Non solo per completezza d’informazione, è interessante conoscere anche gli altri sei candidati: Stefano Sermenghi è l’ex sindaco di Castenaso, dal Pd è passato al centrodestra, ora guida una lista sostenuta dall’ex M5s epurato Giovanni Favia e l’ex candidato sindaco della Lega Manes Bernardini (fatto fuori da Salvini) ed è sostenuto da Italexit di Paragone. Poi ci sono Luca Labanti (Movimento 24 agosto per l’equità territoriale, primo esempio di una lista meridionalista che si candida alla guida di una città del nord) e Andrea Tosatto, del Movimento 3V, lista che ha come unico obiettivo quello di opporsi ai vaccini, già presente anche alle regionali, in epoca pre Covid.

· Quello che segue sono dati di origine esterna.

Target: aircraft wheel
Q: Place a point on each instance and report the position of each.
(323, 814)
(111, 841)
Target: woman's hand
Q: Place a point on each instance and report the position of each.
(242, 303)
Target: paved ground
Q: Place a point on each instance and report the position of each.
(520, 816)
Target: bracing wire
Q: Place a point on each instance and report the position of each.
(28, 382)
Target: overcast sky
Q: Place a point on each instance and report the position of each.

Tutto quello che c’è a sinistra della vastissima coalizione di Lepore è addirittura diviso in tre: Marta Collot di Potere al Popolo, Federico Bacchiocchi del Partito comunista dei lavoratori (le correnti trotzkiste dissidenti di Rifondazione) e Dora Palumbo per Sinistra Unita. Dora Palumbo è una dei quattro consiglieri eletti cinque anni fa dal Movimento 5 Stelle: una è con Fratelli d’Italia, gli due sono al fianco di Lepore, l’altra guida i reduci di Rifondazione Comunista.

C’è almeno una cosa su cui il sindaco uscente Virginio Merola ha ragione. La storia dirà se sia stato o meno un “sindaco normale”. Ma che Bologna sia una città speciale, beh, ci sono davvero pochi dubbi.